C and C++ underlies nearly all modern software and programming languages today. Many “toy” languages such as Python and Ruby and others are just scripting languages, really, calling C and C++ libraries under the hood.
Not only is C++ alive and kicking, it will most likely be with us for the decades to come.
It may seem like it’s not doing as well, because we’ve had, over the past 20 years, many new greenhorns entered the software development field leveraging the “toy” languages to do web development and web services and the like. Those languages are much easier to learn than C++, and allow for the rapid “throw-away” development that the insanity of the web world demands.
When you develop something in C++, it may take longer, but it will typically stay around much longer as well. Embedded systems running in the car you drive, for example, are written in C++ (and C) and will be running for as long as people are driving. Control systems in the industrial context, planes, trains, robotics… you name it, and C++ still remains the language of choice.
We have the awesomeness of Clang and the LLVM, as well as gcc, which are all still under hot development. LLVM serves as the basis for languages like Rust and Haskell. LLVM is inherently a cross compiler, allowing you to target many different platforms with just a mere command-line option. Why would we have such wonders if C++ were dying?
C++ had gone stagnant for a while after C++98, and then C++11 came out, a dramatic improvement, making C++ almost a new language — and incorporating a lot of the features of the Boost library too. So far we’ve have C++14 and C++17, and the drawing boards for C++20 is already in place. Not what one would expect from a “dying” language.
C++20 is deadly powerful. The next quantum leap for C++. Witness the firepower of this armed and fully operational Battlesta… er language.

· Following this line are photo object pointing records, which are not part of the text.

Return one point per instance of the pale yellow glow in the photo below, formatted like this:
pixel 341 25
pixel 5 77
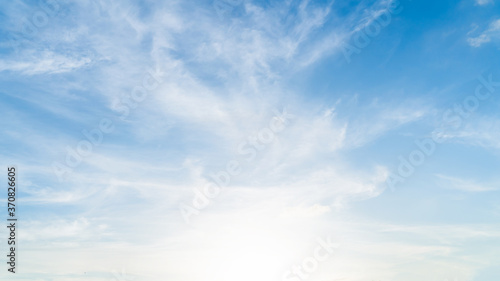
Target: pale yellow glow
pixel 251 253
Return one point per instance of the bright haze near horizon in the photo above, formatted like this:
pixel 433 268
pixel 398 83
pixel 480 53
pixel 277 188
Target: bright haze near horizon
pixel 252 140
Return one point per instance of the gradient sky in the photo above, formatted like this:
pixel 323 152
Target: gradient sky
pixel 315 120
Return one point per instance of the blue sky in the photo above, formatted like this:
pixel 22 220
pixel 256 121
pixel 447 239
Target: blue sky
pixel 221 140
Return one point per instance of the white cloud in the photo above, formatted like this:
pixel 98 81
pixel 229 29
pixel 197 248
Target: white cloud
pixel 492 32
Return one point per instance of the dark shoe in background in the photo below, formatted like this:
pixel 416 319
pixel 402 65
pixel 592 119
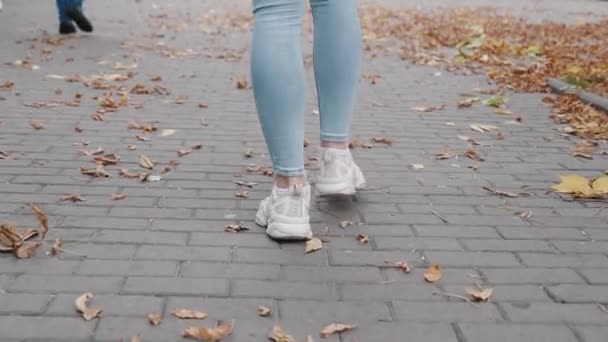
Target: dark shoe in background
pixel 81 21
pixel 67 28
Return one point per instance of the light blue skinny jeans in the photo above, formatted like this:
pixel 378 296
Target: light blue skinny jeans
pixel 278 75
pixel 64 5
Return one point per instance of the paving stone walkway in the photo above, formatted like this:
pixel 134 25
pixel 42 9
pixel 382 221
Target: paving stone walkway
pixel 164 245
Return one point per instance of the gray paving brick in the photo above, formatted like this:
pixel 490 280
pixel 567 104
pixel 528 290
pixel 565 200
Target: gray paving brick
pixel 457 232
pixel 554 313
pixel 532 276
pixel 112 305
pixel 513 332
pixel 230 271
pixel 331 274
pixel 45 328
pixel 592 334
pixel 472 258
pixel 445 312
pixel 59 284
pixel 409 244
pixel 174 286
pixel 37 266
pixel 147 237
pixel 127 268
pixel 282 290
pixel 23 304
pixel 485 245
pixel 415 332
pixel 224 308
pixel 564 260
pixel 185 253
pixel 330 311
pixel 280 257
pixel 580 293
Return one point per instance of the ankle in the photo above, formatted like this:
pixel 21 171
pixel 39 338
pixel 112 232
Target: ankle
pixel 335 145
pixel 286 182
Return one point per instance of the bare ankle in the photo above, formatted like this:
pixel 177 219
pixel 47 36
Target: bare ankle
pixel 286 182
pixel 336 145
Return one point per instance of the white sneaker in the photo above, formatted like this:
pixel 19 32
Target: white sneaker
pixel 339 175
pixel 285 213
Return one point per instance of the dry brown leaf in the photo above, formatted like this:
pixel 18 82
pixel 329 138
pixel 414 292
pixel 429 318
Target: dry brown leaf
pixel 433 274
pixel 383 140
pixel 27 250
pixel 42 219
pixel 362 238
pixel 81 304
pixel 73 198
pixel 481 294
pixel 277 334
pixel 189 314
pixel 445 153
pixel 117 197
pixel 235 228
pixel 209 334
pixel 345 223
pixel 146 162
pixel 264 311
pixel 154 318
pixel 336 328
pixel 313 245
pixel 37 125
pixel 56 248
pixel 472 154
pixel 241 84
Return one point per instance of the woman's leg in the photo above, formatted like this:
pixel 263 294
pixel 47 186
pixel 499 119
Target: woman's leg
pixel 337 64
pixel 277 73
pixel 278 79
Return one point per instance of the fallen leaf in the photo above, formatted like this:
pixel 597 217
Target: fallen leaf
pixel 336 328
pixel 154 318
pixel 189 314
pixel 37 125
pixel 468 102
pixel 73 198
pixel 235 228
pixel 418 166
pixel 241 84
pixel 362 238
pixel 81 304
pixel 248 153
pixel 209 334
pixel 27 250
pixel 313 245
pixel 264 311
pixel 117 197
pixel 145 162
pixel 242 194
pixel 386 141
pixel 345 223
pixel 501 193
pixel 481 294
pixel 472 154
pixel 277 334
pixel 167 132
pixel 445 153
pixel 433 274
pixel 502 111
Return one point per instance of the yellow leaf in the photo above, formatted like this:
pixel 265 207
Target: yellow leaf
pixel 573 184
pixel 600 185
pixel 433 274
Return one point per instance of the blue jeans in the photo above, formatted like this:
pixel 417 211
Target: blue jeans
pixel 64 5
pixel 278 76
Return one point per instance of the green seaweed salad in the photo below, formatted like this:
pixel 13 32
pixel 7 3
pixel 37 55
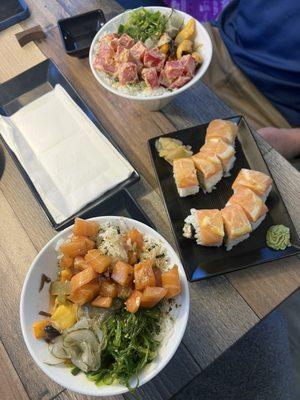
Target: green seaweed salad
pixel 128 345
pixel 143 24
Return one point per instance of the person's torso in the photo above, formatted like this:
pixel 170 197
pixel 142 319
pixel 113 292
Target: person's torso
pixel 263 39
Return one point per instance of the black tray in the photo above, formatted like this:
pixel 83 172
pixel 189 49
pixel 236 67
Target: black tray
pixel 203 262
pixel 28 86
pixel 12 12
pixel 78 32
pixel 122 204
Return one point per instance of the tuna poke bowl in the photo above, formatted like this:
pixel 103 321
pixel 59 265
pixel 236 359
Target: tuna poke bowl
pixel 150 54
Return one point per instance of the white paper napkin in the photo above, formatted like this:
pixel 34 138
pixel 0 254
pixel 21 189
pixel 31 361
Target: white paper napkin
pixel 69 161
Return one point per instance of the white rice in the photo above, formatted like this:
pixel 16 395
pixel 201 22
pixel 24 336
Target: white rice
pixel 228 166
pixel 188 191
pixel 231 243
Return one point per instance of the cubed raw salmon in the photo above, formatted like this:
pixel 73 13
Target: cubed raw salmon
pixel 85 228
pixel 152 295
pixel 144 275
pixel 122 273
pixel 97 260
pixel 171 282
pixel 134 301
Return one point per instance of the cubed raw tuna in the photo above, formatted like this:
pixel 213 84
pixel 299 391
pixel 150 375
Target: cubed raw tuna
pixel 154 58
pixel 179 82
pixel 127 73
pixel 189 65
pixel 111 38
pixel 126 41
pixel 138 50
pixel 174 69
pixel 150 76
pixel 163 80
pixel 105 60
pixel 123 55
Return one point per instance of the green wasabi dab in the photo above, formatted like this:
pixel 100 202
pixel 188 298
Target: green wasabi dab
pixel 278 237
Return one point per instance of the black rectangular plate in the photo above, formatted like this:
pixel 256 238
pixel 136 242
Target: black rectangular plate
pixel 28 86
pixel 12 12
pixel 78 32
pixel 203 262
pixel 121 204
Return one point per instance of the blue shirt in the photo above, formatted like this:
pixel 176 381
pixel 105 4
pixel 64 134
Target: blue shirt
pixel 263 39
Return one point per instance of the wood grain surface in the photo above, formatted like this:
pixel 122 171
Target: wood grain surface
pixel 222 309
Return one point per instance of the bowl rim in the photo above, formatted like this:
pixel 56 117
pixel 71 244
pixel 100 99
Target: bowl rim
pixel 120 388
pixel 166 95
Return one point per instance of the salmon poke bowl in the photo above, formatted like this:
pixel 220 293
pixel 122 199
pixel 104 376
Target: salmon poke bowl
pixel 150 54
pixel 104 306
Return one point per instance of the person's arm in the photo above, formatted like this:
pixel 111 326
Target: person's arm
pixel 285 141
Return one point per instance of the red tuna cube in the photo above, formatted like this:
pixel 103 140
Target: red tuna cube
pixel 123 55
pixel 163 80
pixel 126 41
pixel 154 58
pixel 138 50
pixel 111 38
pixel 127 73
pixel 179 82
pixel 150 77
pixel 189 65
pixel 174 69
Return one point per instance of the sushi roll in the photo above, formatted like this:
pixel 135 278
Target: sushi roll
pixel 208 226
pixel 225 153
pixel 221 130
pixel 185 177
pixel 209 170
pixel 237 226
pixel 258 182
pixel 253 206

I have reviewed all the new features, including concepts and modules (no more stinky header files!!!!) and I am stoked.
The community is over 4 million strong and grows by 100,000 each year. Doesn’t sound like a dying language to me. Just saying.
No. C++ is still growing and may grow more rapidly in future. There is no short nor medium term threat to its dominance.
C++ is regularly dismissed because it has a lot of historical baggage and because it has accumulated a lot of complexity. New, more beautiful languages regularly show up, but even the most successful of them usually only kick C++ out of some particular niche (web scripting, say) because they are less general than C++. Any language that becomes as general as C++ is quite likely to end up just as ugly as C++.
That's half of the reason--C++ is a multi-paradigm language. To fully displace it, you'd want something at least as powerful and expressive. There are actually very few multi-paradigm languages, and none of them have gained enough momentum to compare with C++ yet.
It is true that many competing languages have appeared that are designed as alternatives to C++. The most serious contenders are Go, Rust, and D. Go is not actually a good replacement because, although it is very nice, its memory model makes it impossible for writing provable real-time code. It might steal a niche. Rust and D are more interesting because of their generality, but both are still very immature.
The other half of the reason for C++'s vitality is that its evolution has sped up dramatically. There has been a lot of interest in new programming languages lately, and the C++ community has developed an "evolve or die" mentality. The C++0x standard (now C++11) took an embarrassingly long time to finish, and the resulting streamlining of the standards process means that we're likely to see new features added to C++ every three years. This has relieved a lot of the pressure to move away from C++ due to missing language features, because in many cases those features are coming soon anyway.
Finally, modern C++ is actually a pretty decent language. While you can still write terrible code, modern C++ no longer requires you to remember to release memory, is perfectly capable of defending you from buffer overflows, has a powerful metaprogramming system, and produces screamingly fast executables. There are still many things that need doing (variably sized stack arrays are still in the queue, and strings in templates still suck), but it's not the language it was ten years ago. On the other hand, it still runs the millions of lines of code written ten years ago, and that inertia alone gives it plenty of breathing room to evolve.